Mapping People’s History

I just found out about this Labour History Map produced by CUPE Local 79′s David Kidd and Maureen Hynes from the School of Labour at George Brown College. The map consists of 3 tours organized by 19th century, early 20th, and post-war Toronto.

It joins a constellation of existing projects that are attempting to popularize a “people’s history” of Toronto like the Great Indian Bus Tour of Toronto organized by the Toronto Native Community History Project, the Missing Plaque Project,  and the Ontario Coalition Against Poverty’s (OCAP) History’s What We Make It perpetual calendar. Long-time OCAP organizer Gaetan Heroux is also known to organize a tour on “Relief and Resistance: A Poor People’s History of East Downtown Toronto” and activists Bonnie Burstow and Don Weitz have given a people’s history workshop on “Fighting Psychiatric Violence and Oppression”. While a student I produced a Radical Map of UofT and folks have organized Disorientation tours.

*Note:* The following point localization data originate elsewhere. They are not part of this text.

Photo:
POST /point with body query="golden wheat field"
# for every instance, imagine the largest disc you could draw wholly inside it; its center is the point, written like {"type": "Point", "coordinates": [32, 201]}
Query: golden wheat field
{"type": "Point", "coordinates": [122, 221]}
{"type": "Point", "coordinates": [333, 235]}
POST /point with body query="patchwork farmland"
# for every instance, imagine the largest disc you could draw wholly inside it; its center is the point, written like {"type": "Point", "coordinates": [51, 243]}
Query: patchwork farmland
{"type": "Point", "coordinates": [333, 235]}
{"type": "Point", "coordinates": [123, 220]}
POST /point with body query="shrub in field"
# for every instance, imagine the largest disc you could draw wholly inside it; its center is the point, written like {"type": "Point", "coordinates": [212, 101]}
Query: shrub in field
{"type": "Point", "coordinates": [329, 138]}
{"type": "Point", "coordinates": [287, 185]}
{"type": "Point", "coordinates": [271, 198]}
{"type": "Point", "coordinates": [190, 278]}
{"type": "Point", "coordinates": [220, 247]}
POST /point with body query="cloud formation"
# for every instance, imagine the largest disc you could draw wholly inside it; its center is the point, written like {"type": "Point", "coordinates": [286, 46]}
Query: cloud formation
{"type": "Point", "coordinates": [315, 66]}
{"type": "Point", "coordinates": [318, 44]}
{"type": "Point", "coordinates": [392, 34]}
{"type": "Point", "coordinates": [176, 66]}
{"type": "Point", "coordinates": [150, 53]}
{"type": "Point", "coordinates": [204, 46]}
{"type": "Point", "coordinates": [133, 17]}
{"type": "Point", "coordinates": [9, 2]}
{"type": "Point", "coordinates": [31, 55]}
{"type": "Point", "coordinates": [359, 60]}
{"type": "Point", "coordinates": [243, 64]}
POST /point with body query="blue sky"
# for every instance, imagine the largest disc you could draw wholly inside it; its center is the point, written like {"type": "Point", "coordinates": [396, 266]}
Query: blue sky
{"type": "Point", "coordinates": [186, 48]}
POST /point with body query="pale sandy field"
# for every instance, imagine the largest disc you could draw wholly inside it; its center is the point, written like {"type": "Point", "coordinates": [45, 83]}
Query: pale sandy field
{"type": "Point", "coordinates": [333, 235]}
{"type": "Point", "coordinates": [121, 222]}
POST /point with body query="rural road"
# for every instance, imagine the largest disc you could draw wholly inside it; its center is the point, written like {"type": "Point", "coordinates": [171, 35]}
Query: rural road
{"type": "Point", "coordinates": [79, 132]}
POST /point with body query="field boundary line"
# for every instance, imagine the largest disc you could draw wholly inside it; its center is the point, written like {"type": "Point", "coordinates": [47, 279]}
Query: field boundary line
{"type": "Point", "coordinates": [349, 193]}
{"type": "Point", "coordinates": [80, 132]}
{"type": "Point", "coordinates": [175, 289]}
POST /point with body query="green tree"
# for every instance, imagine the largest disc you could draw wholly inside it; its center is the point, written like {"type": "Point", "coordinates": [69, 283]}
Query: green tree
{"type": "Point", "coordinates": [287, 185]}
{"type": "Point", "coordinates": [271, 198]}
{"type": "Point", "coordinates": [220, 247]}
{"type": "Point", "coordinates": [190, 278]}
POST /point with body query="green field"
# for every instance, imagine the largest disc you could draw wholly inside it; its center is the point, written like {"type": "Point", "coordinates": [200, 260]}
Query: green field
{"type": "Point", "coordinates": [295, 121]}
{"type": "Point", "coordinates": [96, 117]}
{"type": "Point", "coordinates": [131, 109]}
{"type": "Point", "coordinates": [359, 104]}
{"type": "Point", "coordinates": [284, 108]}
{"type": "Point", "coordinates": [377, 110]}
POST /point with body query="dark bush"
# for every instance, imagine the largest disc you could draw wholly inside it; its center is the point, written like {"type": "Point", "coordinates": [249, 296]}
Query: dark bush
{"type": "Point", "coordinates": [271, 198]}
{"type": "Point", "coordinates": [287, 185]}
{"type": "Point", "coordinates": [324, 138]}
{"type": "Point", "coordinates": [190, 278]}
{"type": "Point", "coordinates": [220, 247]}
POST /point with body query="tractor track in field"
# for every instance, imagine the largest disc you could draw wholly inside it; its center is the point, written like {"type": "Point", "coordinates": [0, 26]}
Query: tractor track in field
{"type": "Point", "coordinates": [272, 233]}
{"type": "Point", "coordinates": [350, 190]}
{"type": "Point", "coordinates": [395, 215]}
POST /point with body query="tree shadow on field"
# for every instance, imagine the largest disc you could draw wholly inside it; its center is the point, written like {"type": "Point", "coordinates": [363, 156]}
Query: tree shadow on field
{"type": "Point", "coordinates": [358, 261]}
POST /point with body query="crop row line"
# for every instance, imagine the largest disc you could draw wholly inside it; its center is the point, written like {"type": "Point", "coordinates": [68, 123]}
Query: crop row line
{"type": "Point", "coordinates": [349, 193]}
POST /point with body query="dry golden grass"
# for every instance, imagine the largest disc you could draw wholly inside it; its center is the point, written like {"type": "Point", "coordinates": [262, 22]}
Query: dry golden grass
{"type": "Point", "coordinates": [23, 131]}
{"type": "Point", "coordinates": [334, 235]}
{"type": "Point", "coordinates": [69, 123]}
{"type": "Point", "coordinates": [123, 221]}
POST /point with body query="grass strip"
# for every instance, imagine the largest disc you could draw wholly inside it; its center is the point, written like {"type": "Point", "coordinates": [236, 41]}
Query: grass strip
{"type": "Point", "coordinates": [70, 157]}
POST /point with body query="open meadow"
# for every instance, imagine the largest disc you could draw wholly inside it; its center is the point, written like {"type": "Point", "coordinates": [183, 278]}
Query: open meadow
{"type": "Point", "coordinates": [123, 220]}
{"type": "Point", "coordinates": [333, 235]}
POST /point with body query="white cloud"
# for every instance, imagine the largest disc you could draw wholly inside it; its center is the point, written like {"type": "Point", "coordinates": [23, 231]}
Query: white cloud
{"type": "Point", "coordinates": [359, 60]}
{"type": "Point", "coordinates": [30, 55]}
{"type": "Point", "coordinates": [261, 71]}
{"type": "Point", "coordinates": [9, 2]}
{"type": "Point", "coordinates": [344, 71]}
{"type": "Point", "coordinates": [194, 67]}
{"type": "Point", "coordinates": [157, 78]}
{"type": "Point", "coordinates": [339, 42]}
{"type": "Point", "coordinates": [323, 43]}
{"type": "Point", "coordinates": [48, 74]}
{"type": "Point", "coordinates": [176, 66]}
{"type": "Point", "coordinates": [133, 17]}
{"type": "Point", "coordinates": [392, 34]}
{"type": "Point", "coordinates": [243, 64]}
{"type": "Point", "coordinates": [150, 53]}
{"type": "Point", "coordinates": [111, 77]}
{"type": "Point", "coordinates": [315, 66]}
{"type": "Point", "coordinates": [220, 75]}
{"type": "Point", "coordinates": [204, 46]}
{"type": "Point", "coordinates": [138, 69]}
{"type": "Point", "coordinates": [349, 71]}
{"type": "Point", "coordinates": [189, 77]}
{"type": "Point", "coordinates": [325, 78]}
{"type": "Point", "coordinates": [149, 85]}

With a much larger focus, No One Is Illegal – Vancouver produced a People’s History of Kanada poster project. It’s hard to mention NOII-Vancouver’s poster project without mentioning the Celebrate People’s History posters produced by Justseeds and their recent collectively-produced book Firebrands, or to even mention any of these projects without recognizing the foundational work of Howard Zinn’s A People’s History of the United States that has inspired so many of us.

People’s histories have taught me the invaluable lesson that we are not just the targets of historical forces and events – we actively shape it. History’s what we make it!

Two final recommendations: when I was in New York last summer, it was great to have Radical Walking Tours of New York Cityhandy, and to explore the Chicago Poetry Tour when I was there.